As per incoming reports, India may place a higher duty on 29 imported goods from the US, which has been described as ‘retaliatory tariff’, in response to a similar move by US few days back.
What exactly is happening here?
India Retaliates Against US: Higher Import Duty Now
An unnamed official from the Commerce Ministry has stated that India may impose retaliatory tariffs on US imports worth $10.6 billion.
Around 29 goods have been proposed, on which US exporters can be asked to pay much higher import duty, which will essentially make it unviable for them.
These proposed products are: US walnuts, chickpeas, lentils, boric acid and diagnostic reagents, among other goods. Annual burden of $290 million will be imposed, in case India takes this decision, effective April 1st, 2019.
The unnamed official said, “We are weighing all our options. The retaliatory tariffs may kick in either after the current deadline ends or before that. We are reserving our right to drag the US to the WTO (World Trade Organization) as the GSP (generalized system of preferences) withdrawal violates the principle of non-discrimination,”
If India takes this retaliatory action, then import duty on walnuts will increase by 4X to 120%, while, duties on chickpeas, Bengal gram (chana) and masur dal will more than double to 70% and on lentils, it will increase to 40%.
If India imposes this retaliatory tariff, then exporters in the US will be negatively impacted, so will the businesses in India.
During April-December of 2018-19, India imported $5.45 billion of mineral fuels, mineral oils, bituminous substances and mineral waxes from the US.
Why Will India Impose Retaliatory Tariff On the US?

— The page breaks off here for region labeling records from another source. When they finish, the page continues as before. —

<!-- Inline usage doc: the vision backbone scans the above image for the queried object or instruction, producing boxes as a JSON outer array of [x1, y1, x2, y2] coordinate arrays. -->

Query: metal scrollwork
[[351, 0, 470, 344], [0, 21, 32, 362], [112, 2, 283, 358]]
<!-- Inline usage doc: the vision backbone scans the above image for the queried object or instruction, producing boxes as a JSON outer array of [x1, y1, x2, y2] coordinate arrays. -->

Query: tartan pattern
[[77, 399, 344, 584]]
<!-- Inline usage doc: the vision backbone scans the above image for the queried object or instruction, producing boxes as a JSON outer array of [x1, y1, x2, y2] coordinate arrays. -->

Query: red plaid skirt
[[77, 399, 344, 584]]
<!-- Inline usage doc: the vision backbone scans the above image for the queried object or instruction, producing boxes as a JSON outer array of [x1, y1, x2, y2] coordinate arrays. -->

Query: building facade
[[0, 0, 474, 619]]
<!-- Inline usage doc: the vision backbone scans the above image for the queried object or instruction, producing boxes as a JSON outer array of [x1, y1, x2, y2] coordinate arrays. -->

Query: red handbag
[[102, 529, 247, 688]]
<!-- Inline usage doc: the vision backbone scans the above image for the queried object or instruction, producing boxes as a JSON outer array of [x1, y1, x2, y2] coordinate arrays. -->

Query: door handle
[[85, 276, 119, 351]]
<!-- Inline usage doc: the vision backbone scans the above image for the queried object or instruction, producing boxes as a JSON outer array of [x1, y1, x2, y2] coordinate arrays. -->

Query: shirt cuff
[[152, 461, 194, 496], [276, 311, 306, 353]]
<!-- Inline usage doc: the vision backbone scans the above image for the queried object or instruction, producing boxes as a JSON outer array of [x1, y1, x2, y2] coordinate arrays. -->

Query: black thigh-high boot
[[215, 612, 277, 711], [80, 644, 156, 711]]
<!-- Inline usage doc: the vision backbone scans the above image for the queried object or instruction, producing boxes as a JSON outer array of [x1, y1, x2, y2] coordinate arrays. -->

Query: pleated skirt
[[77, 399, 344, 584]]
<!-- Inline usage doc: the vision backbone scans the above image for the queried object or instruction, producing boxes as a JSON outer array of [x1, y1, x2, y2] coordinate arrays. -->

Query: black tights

US runs a program called Generalised System of Preferences (GSP), under which imports of some products from some countries are charged less import duty to encourage trade.

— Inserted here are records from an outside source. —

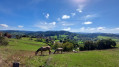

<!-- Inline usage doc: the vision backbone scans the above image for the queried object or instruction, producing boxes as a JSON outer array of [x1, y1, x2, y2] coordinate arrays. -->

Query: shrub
[[62, 42, 74, 51], [0, 37, 8, 46]]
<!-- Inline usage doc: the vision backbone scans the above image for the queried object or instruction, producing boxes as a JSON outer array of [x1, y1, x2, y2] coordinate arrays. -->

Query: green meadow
[[0, 36, 119, 67]]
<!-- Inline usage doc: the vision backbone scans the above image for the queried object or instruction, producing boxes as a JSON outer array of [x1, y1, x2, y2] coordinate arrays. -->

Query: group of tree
[[0, 36, 9, 46], [80, 39, 116, 51]]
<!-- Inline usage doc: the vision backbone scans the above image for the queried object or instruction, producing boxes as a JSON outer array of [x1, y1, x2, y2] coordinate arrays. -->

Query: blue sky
[[0, 0, 119, 33]]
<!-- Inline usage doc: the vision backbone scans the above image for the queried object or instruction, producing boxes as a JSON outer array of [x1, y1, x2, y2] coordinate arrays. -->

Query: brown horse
[[35, 46, 51, 55], [54, 48, 63, 54]]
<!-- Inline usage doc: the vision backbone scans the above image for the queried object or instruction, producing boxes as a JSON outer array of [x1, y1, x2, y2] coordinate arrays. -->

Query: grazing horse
[[35, 46, 51, 55], [54, 48, 63, 54]]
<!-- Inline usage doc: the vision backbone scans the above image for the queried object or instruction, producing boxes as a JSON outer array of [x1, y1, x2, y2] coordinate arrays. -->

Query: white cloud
[[62, 27, 71, 31], [62, 15, 70, 19], [97, 27, 105, 30], [18, 25, 24, 28], [71, 13, 76, 16], [76, 5, 85, 13], [57, 18, 61, 21], [60, 21, 74, 26], [82, 14, 97, 20], [83, 21, 93, 25], [50, 22, 56, 25], [0, 24, 8, 28], [45, 13, 50, 19], [35, 22, 56, 30]]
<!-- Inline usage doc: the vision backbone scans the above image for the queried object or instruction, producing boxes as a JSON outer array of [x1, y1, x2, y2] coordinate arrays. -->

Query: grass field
[[0, 38, 119, 67]]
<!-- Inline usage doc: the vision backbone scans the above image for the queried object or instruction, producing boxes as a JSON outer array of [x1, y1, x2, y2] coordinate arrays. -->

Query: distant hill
[[0, 30, 119, 38]]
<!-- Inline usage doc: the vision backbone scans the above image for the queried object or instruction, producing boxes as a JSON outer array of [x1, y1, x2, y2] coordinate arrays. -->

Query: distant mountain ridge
[[0, 30, 119, 38]]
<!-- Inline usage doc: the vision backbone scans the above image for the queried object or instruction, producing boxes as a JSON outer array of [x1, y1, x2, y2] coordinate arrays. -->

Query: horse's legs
[[61, 50, 62, 54], [54, 50, 56, 54], [49, 50, 51, 54], [41, 50, 43, 55]]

Earlier this week, US decided to scrap GSP benefits worth $5.6 billion to India.
US President made this announcement via a letter sent to House Speaker Nancy Pelosi and Vice President Mike Pence, wherein he accused India of not offering US “equitable and reasonable access” to its markets.
Later, The US Trade Representative’s Office (USTR) stated that the scrapping of GSP benefits to India will end in 60 days, from the issuance of the letter.
Among other eligibility criteria for GSP, US demands: “providing the US with equitable and reasonable market access, protecting workers’ rights and combating child labour”.
This is a significant step, this single decision will make products exported to the US costly, making the business unviable.
At $5.6 billion, India is the largest beneficiary of the GSP program.
IN 2017, India and the US conducted $126.2 billion worth of trade, out of which $27.3 billion was a deficit for the US. On the other hand, out of $76.7 billion total exports done by India, US scrapping of GSP benefits worth $5.6 billion is a small part.
But none the less, a trade war between India and the US is not a good sign; especially when ecommerce firms like Walmart-owned Flipkart and Amazon are trying to simplify the complex policies.
We will keep you updated, as receive more details.